醉霄楼坐落在扬州城西北角,是一处环境优雅的去处。小楼高两层,雕梁画栋,飞檐楼宇,三面环水,一面是一片高大的杂木林。
借着酒楼门口的大红灯笼发出的明亮光芒,秦厉看清楼门口一副烁金的对联。上联是:东西盛馔,南北珍馐,酒溢奇香香四海。下联是:城乡佳宾,中外贵友,店归众望望三秦。
很是气派,而且很有情调。
上得二楼,一眼便见邻着窗子坐着一位面目俊朗,唇红齿白,身着一身白袍的少年。那少年正倚窗而望。
“徐兄,小弟来迟了!”沈炼急忙朝那少年拱手说道。
那少年本正看向窗外,不禁一愣怔,见是沈炼,慌忙站起,脸上浮现笑意,爽声说道,“沈兄弟,不晚不晚,来了便好!呵呵!这里很是清净,正是你我对酌的好地方哩!”
少年忽而看见秦厉,上下打量一下,问道,“沈兄弟,来了朋友如何还不快快介绍?”
秦厉自从见到这白面少年第一眼,便对这少年有些好感。也难怪了,秦厉和沈炼一见如故,是好朋友。爱屋及乌,他对沈炼的朋友则别有一番青睐。

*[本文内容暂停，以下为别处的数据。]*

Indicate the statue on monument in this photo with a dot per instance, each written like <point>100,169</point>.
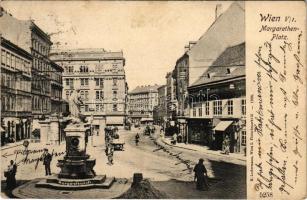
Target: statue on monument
<point>75,102</point>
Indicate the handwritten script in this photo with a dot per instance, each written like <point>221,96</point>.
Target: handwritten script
<point>277,138</point>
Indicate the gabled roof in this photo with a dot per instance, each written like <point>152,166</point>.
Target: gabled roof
<point>227,30</point>
<point>145,89</point>
<point>230,64</point>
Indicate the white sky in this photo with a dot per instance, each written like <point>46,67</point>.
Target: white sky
<point>152,35</point>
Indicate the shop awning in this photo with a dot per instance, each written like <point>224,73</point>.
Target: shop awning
<point>146,119</point>
<point>115,120</point>
<point>222,125</point>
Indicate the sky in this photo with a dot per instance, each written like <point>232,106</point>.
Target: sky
<point>152,35</point>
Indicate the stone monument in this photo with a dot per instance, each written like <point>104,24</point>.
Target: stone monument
<point>77,168</point>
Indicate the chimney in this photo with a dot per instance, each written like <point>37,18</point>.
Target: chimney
<point>186,48</point>
<point>218,10</point>
<point>191,44</point>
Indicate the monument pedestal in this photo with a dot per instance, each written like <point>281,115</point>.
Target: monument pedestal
<point>77,168</point>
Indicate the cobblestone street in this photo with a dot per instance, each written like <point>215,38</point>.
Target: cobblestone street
<point>167,171</point>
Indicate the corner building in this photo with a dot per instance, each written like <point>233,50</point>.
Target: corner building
<point>100,76</point>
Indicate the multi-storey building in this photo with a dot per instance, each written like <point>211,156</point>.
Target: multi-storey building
<point>56,88</point>
<point>217,103</point>
<point>100,77</point>
<point>160,115</point>
<point>142,101</point>
<point>15,92</point>
<point>171,101</point>
<point>28,36</point>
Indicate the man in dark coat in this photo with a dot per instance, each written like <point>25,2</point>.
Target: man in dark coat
<point>47,160</point>
<point>10,176</point>
<point>200,171</point>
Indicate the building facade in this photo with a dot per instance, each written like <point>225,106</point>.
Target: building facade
<point>15,93</point>
<point>218,105</point>
<point>142,101</point>
<point>56,84</point>
<point>161,109</point>
<point>100,77</point>
<point>171,101</point>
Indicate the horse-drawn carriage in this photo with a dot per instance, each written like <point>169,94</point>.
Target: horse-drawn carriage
<point>112,137</point>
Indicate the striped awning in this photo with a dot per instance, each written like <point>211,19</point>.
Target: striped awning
<point>222,125</point>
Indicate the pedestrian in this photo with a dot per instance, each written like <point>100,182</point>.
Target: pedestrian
<point>137,139</point>
<point>10,174</point>
<point>174,139</point>
<point>110,154</point>
<point>201,175</point>
<point>47,161</point>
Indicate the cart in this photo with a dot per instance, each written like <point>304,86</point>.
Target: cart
<point>118,144</point>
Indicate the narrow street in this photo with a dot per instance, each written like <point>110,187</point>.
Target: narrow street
<point>163,167</point>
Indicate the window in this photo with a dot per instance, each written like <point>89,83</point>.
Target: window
<point>83,69</point>
<point>8,59</point>
<point>3,58</point>
<point>86,108</point>
<point>243,142</point>
<point>114,94</point>
<point>114,107</point>
<point>99,82</point>
<point>217,107</point>
<point>114,81</point>
<point>99,107</point>
<point>67,94</point>
<point>86,95</point>
<point>207,111</point>
<point>194,112</point>
<point>82,94</point>
<point>84,81</point>
<point>99,95</point>
<point>70,69</point>
<point>67,81</point>
<point>230,107</point>
<point>243,106</point>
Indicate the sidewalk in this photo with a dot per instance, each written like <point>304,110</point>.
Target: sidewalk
<point>231,158</point>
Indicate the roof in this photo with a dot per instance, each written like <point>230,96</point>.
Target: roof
<point>227,30</point>
<point>145,89</point>
<point>84,54</point>
<point>230,64</point>
<point>13,47</point>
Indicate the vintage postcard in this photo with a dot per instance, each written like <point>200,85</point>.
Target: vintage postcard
<point>153,99</point>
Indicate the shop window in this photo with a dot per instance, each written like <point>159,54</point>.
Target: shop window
<point>207,108</point>
<point>243,137</point>
<point>200,112</point>
<point>114,107</point>
<point>230,107</point>
<point>243,106</point>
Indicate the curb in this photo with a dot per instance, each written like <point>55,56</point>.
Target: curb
<point>243,160</point>
<point>9,147</point>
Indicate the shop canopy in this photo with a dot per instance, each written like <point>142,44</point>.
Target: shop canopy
<point>222,125</point>
<point>115,120</point>
<point>146,119</point>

未等沈炼答话,秦厉拱手笑道,“在下秦厉,是保定府人氏,因家庭落魄流落扬州,已然落户。”
那少年郑重道,“原来是秦兄,早闻沈炼兄弟提及,秦兄乃扬州的奇才呀,聪明绝顶,先是发明了麻将,名噪扬州。后又采取迂回之术,从当朝红太监吴经手里救下数名扬州女子,更是为扬州百姓称颂。既然是秦兄来了,那就请上座。”
说罢很热情的拉着秦厉的手,不管秦厉如何推辞,还是让秦厉坐了首位。那少年这才随口介绍道,“在下徐阶,字子升,松江府华亭县人。呵呵!”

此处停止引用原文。